Un percorso che lo ha poi portato a Roma, alla guida della Mobile della Capitale e nel ruolo di vicario dell’allora questore Mario Della Cioppa, pescarese d’origine, che lo definì da subito «un investigatore di razza selezionato per le sue qualità». Classe 1968, nato a Montepaone, in provincia di Catanzaro, Rattà lascia ora l’ultimo incarico da direttore dell’Ufficio analisi interforze nella struttura per la prevenzione antimafia del Ministero dell’Interno. Laureato in giurisprudenza alla Sapienza Università di Roma nel 1994, ha affiancato all’attività investigativa anche la passione per la scrittura.
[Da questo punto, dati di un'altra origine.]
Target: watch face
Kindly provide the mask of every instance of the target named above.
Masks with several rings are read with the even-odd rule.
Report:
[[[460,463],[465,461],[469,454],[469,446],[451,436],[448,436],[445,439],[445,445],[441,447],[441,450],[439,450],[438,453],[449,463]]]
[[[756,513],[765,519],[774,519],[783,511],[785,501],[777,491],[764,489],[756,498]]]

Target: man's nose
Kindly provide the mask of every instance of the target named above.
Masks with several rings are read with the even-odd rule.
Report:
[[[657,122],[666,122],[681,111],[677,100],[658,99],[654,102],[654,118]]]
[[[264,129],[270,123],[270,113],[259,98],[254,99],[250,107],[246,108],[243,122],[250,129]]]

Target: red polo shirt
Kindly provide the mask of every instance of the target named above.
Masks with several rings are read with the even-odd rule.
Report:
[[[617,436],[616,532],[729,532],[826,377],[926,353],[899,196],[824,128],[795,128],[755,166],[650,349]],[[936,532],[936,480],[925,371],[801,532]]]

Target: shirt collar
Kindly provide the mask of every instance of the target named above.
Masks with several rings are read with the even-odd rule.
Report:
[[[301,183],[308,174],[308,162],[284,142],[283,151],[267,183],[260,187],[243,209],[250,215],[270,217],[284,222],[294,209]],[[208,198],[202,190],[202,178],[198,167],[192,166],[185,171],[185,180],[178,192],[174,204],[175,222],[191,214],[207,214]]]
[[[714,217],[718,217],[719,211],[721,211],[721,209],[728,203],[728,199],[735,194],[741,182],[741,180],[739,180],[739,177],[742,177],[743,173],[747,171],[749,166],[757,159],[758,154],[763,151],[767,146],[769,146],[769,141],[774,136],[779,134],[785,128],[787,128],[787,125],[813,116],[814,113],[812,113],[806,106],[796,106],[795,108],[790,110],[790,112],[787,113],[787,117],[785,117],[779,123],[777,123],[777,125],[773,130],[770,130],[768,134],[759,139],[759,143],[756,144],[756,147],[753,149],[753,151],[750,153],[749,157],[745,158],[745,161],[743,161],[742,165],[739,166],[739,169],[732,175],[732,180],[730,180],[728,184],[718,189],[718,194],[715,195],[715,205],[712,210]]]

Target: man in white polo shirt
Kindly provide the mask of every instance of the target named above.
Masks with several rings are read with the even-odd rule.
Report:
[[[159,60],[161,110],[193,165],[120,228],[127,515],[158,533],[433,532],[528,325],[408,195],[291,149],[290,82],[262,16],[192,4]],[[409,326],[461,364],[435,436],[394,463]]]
Nel libro “L’incastro dei cocci (un’indagine del 2007)” ha trasformato anni di esperienza in un noir realistico tra narcotraffico, tensione investigativa e intrecci criminali ambientati nei primi anni Duemila. «Il conferimento dell’incarico di Questore di Pescara al dottor Francesco Rattà», commentano il segretario nazionale Fsp della polizia di Stato Giuseppe Brugnano e il segretario generale provinciale di Catanzaro Rocco Morelli, «rappresenta un riconoscimento prestigioso e meritato per un funzionario dello Stato che ha sempre dimostrato competenza, autorevolezza, capacità operative e profondo equilibrio istituzionale. Per la Calabria, per Catanzaro e per la comunità di Montepaone si tratta di un motivo di autentico orgoglio. Il dottor Rattà ha saputo nel tempo conquistare la stima sincera e l’affetto dei poliziotti grazie a uno stile improntato all’umanità, alla correttezza e alla vicinanza concreta al personale. Qualità sempre più rare e preziose all’interno dell’amministrazione della pubblica sicurezza».